Arik Hansen recently blogged about some of the interesting start that today’s social media leaders have had. He was kind enough to include me and I thought I would give a little more color to my story than just a couple of company names.

My journey actually began as far back as my first job after college which was at Sony Electronics back in 1997. I worked in tech-support back then, helping executives in the North American headquarters get their technology working. The irony did not escape me that I was doing tech support at a tech company and the support cases were things like “I can’t make my email work”. That said, Sony was one of the more progressive companies back then, with working email and a website.

After a year of tech-support, I moved to Boston in order to seek further education. The main reason I moved was to train with Mark Davis at the Boston Martial Arts Center, a world-renowned martial arts teacher who I still study with today. In order to do something when I wasn’t at the dojo, I enrolled at Boston University’s Graduate School of Management. There, I got my Masters degree, and then started on my current career track.
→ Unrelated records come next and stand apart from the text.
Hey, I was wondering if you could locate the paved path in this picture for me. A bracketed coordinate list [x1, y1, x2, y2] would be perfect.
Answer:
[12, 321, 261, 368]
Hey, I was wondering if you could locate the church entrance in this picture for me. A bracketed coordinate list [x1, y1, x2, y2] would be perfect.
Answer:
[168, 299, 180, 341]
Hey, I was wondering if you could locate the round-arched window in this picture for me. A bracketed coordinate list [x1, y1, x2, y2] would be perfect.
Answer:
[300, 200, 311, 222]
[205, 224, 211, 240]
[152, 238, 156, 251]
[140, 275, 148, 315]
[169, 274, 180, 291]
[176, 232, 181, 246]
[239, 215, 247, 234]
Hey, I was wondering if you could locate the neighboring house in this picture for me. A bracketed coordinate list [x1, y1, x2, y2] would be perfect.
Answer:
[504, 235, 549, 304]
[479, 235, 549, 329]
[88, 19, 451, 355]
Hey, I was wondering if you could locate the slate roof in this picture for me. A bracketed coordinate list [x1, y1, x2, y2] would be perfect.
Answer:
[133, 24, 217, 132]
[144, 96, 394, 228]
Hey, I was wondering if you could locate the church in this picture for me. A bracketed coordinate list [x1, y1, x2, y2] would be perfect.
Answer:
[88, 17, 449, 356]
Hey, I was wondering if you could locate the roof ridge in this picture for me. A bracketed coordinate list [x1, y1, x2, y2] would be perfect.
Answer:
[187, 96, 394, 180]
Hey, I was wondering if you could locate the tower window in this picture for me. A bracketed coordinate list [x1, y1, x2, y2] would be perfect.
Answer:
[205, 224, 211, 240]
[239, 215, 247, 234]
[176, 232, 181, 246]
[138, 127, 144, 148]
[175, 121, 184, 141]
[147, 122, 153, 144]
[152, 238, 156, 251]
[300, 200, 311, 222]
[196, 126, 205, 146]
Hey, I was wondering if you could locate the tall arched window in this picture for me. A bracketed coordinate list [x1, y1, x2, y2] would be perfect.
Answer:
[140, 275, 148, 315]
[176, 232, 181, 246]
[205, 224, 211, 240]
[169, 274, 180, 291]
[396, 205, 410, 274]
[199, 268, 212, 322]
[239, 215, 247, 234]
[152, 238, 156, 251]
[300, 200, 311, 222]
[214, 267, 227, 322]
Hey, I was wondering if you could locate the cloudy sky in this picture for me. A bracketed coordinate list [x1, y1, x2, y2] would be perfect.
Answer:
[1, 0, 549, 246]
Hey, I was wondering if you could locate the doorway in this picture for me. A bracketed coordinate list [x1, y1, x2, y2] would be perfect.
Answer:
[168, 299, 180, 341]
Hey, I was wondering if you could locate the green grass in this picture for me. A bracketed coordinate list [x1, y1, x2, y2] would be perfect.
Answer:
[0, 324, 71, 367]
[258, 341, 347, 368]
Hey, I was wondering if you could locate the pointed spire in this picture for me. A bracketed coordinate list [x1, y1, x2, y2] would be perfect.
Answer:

During graduate school, our graduate theses were around work we did for local non-profits that needed the help and were willing to trade the help for our educational follies. My team was assigned to a company called CASCAP, which did residential transitional housing for the mentally ill. Most teams in our program spent time at their non-profits and produced a white paper of strategic recommendations about the business that might or might not have helped the non-profit. Our team did something else at my insistence: we actually did the work we recommended and deployed a Microsoft Exchange server on-premises at the non-profit and got 2 of the 14 housing units wired up.

CASCAP_org

CASCAP became my first career after graduate school, continuing on the project that we’d started in school. CASCAP was also the first company where I deployed a full commercial website, which was groundbreaking at the time. Almost no non-profits had websites, much less websites able to accept donations, in 1999. During my tenure, the site did amazingly well, owing to the fact that the nascent field of SEO was still centered on things like keywords on the page (in very small text at the bottom, no less – ah, the easy days of SEO past).
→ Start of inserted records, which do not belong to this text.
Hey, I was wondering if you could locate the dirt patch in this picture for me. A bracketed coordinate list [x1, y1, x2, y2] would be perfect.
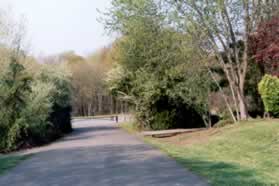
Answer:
[154, 128, 223, 147]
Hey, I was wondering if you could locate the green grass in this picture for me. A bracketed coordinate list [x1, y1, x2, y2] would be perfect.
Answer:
[0, 155, 29, 175]
[123, 120, 279, 185]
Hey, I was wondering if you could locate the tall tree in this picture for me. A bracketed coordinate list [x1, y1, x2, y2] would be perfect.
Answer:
[0, 55, 32, 150]
[105, 0, 212, 129]
[250, 16, 279, 76]
[170, 0, 279, 121]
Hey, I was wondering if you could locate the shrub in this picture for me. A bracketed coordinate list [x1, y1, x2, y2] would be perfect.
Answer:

The common theme with what I did back then and what I do today has not changed: I use digital technology to connect people to organizations, and to connect organizations with the world in meaningful ways that have clear ROI. The lesson for anyone starting out today is to find a place, find a space in the world that is being underserved by today’s technology and today’s modern marketing methods and serve it. It might be in a department at a large company, at a non-profit looking to make its mark in the world, or at a startup. Whatever the case is, look for the needs that aren’t being met and solve real problems to quickly begin building your own track record of wins.